Title: A O(log log (rank) ) - competitive algorithm for the matroid secretary problem
| Speaker: | David Aleman |
| Affiliation: | University of Waterloo |
| Location: | MC 6029 |
Abstract: In the Matroid Secretary problem the weighted elements of a matroid arrive one by one in a uniformly random order where an online algorithm observes the value of the element and must make an irrevocable decision of whether or not to include the element in its solution before the arrival of the next element. The goal is to maximize the total value of the chosen elements under the condition that they must constitute an independent set.
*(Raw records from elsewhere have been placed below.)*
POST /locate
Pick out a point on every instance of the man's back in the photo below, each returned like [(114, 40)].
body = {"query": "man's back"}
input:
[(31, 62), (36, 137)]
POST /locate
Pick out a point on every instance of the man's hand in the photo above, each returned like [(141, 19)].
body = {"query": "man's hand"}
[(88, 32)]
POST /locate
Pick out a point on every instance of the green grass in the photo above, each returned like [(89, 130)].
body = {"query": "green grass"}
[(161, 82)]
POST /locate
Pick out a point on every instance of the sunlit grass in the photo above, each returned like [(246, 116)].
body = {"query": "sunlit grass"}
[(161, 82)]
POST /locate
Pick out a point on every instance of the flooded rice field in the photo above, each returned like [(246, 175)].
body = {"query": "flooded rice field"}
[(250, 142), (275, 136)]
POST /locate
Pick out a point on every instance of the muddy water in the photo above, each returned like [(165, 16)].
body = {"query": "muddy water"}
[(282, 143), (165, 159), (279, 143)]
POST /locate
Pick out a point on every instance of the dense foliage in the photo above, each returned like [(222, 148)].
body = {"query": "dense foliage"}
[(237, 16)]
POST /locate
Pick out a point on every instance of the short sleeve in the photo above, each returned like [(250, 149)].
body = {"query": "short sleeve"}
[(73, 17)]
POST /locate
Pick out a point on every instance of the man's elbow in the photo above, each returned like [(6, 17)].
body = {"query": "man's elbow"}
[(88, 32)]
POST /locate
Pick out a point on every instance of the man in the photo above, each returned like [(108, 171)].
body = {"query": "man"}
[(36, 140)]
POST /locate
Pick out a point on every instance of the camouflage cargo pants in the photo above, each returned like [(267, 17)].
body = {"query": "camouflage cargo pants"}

Other than knowing the cardinality of the ground set and having access to an independence oracle, the algorithm has no further information about the matroid.
We say that an algorithm is c-competitive if the expected weight of the independent set returned by the algorithm is at least OPT/c, where OPT denotes the weight of the offline optimum.
The Secretary Problem Conjecture, stated by Babaioff, Immorlica and Kleinberg, states in its weak form that there exists an algorithm for the matroid secretary problem with a constant competitive ratio, and in its stronger form it states that this competitive ratio is e, matching the optimal competitiveness of the classical secretary problem. Despite numerous attempts by the CS community, the conjecture remains unsolved.
In this talk we review a O(log log(rank) ) - competitive algorithm due to Feldman, Svensson and Zenlkusen, where rank denotes the rank of the given matroid.